Common reactions to divorce include:
- Questions regarding what happened and what caused your break up
- Struggling to accept that your relationship has ended
- Experiencing lots of different emotions and feeling like your on an emotional roller coaster
- Feeling angry or betrayed because your partner was the one who wanted out
- Guilt for your decision to end your marriage and the hurt you have caused your partner
- Embarrassment or concern over what friends and family are going to think
- Feeling like a failure because you weren’t able to make the marriage work
- Fear of loving again for fear and possibly having another “failed” relationship
I’m not quite sure that I, or we, have made the decision to divorce
Are you struggling to decide if you should stay or go? Lots of people have trouble finding clarity regarding how they feel about their relationship. Sometimes people come to counseling in a last ditch effort. They’re hoping marriage counseling or pre-divorce counseling can save their marriage. But, soon it becomes clear that one of the partners really wants out and does not want to work on the relationship. When this happens, it helps to have a relationship therapist working along side you navigate the uncertainty and challenges of a divorce.

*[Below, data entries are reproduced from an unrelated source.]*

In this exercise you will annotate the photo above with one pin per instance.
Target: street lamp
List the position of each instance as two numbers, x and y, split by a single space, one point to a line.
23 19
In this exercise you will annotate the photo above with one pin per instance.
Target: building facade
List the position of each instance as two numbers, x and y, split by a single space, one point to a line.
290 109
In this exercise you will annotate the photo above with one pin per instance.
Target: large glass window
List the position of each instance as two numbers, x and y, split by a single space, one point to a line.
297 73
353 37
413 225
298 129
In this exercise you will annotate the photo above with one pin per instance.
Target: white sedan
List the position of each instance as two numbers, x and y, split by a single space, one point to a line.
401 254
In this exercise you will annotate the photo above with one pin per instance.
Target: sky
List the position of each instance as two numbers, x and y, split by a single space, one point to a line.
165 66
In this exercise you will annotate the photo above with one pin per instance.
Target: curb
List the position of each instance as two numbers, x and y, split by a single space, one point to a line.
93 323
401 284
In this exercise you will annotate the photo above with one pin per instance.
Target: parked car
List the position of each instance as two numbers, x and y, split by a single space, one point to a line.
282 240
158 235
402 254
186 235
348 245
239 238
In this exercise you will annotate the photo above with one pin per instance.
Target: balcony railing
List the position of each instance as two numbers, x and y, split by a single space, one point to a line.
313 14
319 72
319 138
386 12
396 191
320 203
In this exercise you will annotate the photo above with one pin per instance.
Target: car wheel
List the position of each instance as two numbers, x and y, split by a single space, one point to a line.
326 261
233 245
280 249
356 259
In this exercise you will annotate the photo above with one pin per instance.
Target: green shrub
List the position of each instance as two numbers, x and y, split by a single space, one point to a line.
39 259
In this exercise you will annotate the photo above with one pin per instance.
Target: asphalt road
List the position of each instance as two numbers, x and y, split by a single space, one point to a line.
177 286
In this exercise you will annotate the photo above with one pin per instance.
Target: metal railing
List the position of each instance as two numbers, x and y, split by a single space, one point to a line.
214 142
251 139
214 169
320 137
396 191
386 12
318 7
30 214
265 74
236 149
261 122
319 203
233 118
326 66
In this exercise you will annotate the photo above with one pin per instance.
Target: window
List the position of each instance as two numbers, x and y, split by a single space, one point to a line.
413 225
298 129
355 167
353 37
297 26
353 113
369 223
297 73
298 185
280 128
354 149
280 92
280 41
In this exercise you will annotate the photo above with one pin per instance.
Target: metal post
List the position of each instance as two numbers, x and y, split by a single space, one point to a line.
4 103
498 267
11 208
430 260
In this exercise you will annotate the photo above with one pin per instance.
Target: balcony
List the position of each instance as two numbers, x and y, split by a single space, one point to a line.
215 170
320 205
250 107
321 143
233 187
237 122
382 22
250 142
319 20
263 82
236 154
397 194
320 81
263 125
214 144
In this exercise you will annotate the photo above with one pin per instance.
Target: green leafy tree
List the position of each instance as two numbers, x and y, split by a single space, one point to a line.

We can help you have difficult conversations with your partner. Then, we can assist you in finding resolution without pushing a relationship counseling agenda.

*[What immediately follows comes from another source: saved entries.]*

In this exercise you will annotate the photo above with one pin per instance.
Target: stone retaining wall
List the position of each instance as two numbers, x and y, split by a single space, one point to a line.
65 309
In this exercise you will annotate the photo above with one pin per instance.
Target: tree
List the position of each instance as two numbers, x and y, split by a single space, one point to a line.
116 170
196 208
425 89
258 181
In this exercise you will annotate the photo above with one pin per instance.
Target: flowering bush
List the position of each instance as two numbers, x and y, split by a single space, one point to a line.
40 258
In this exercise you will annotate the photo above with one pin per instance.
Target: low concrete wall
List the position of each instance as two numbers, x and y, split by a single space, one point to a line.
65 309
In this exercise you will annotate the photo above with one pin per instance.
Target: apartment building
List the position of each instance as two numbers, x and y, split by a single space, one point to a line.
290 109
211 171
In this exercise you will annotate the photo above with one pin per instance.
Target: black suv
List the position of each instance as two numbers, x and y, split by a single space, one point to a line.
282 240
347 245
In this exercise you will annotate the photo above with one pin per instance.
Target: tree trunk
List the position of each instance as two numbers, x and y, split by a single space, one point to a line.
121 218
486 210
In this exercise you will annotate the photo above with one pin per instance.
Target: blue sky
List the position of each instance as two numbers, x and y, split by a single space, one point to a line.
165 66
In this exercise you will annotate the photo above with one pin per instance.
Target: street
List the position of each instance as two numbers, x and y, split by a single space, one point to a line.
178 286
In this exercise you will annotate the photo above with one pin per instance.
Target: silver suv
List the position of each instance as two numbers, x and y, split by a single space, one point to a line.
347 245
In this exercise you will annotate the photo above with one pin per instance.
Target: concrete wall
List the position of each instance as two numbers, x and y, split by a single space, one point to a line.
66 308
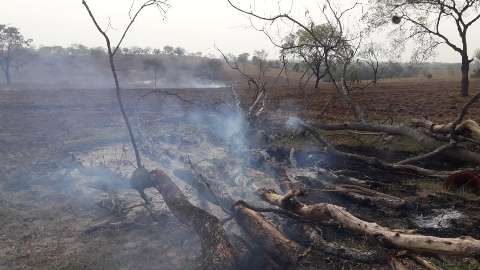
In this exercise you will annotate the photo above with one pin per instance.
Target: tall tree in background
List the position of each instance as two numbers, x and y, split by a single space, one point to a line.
112 51
427 22
303 45
11 41
156 66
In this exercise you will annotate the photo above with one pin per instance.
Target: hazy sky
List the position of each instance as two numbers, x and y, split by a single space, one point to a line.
193 24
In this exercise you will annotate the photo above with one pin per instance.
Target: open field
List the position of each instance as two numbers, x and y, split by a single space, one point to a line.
63 153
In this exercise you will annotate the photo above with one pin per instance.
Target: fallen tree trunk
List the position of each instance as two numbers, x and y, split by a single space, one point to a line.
275 243
217 252
423 140
462 246
468 126
373 161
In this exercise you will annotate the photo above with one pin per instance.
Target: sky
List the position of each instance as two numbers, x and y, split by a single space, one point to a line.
192 24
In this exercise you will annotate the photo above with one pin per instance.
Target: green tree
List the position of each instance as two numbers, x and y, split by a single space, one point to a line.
306 46
427 22
11 43
156 66
243 58
179 51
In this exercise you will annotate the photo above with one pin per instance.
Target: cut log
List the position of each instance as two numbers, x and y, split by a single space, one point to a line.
401 239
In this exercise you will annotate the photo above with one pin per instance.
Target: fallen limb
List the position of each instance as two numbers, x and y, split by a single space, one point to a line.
435 152
401 239
373 161
287 252
217 251
264 233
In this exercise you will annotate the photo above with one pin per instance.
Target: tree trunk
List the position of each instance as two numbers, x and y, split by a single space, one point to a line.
6 69
217 251
122 108
465 73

It is common at the end of a marriage for partners to be on different pages. One partner may want to stay married and believes in couples counseling, while the other partner may already have one foot out the door and doesn’t want to go to therapy. When this happens, it is called a mixed agenda couple. Studies have shown that even among couples that have already filed for divorce, more than one-third are mixed-agenda couples. Discernment counseling was created for this very situation, in the case where one partner is leaning towards divorce and the other is desperately hoping to preserve the marriage. During these times, a couple may need help considering their options, be it separation or divorce, keeping things as they are, or committing to staying together and working on their marriage.
If you or your spouse are considering divorce but are not completely sure that’s the best path, you are in a tough spot. Discernment Counseling is a chance to slowdown, take a breath, and look at your options for your marriage. The therapist will help you decide whether to try to restore your marriage to health, move toward divorce, or take a time out and decide later.
The goal is for you to gain clarity and confidence about a direction, based on a deeper understanding of your relationship and its possibilities for the future. The goal is not to solve your marital problems but to see if they are solvable. You will each be treated with compassion and respect no matter how you are feeling about your marriage at the moment.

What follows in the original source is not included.